Raymond said:
Thank you very much for your response. Are you able to explain in
layman terms what the difference in cache size means? I saw that the
T7300 is 4MB and the T7250 is 2MB, but I don't understand what it means.
Thanks again.
Cache is temporary, very high speed memory, that keeps a copy
of recently used instructions or data. If the instructions or
data that are needed, are in the cache, then a trip to the much
slower DDR2 DRAM in the computer, is not needed. When the cache
is present, perhaps for every 10 accesses the processor wants
to make, 9 of them are answered by a cache inside the processor.
The system memory might only need to be accessed 1 time out of
the 10 total attempts. (Numbers were just made up - there used to
be an entire book in my company's library, with examples of
real numbers for caches of different size and associativity.)

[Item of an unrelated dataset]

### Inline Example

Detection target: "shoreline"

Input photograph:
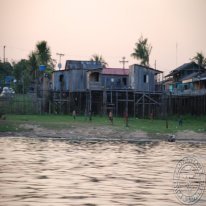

In practical terms, a larger cache improves performance by a
small amount. For AMD processors, perhaps the difference between
512KB and 1MB of cache, might be 200MHz equivalent extra core speed.
In other words, if half the cache goes missing, then the processor would
have to run 200MHz faster, to produce computed results at the
same rate. You can see this, by comparing the AMD "P.R." rating,
between processors with different sized caches, but with the
same core clock speed. (
www.amdcompare.com)
I'm not sure right off hand, what a good conversion factor
between cache size, and extra clock rate needed to match it,
would be for Core2. We can try Tomshardware, to find out. I picked
three processors, that are close in terms of core frequency (second
column from left), but with different sized L2 caches.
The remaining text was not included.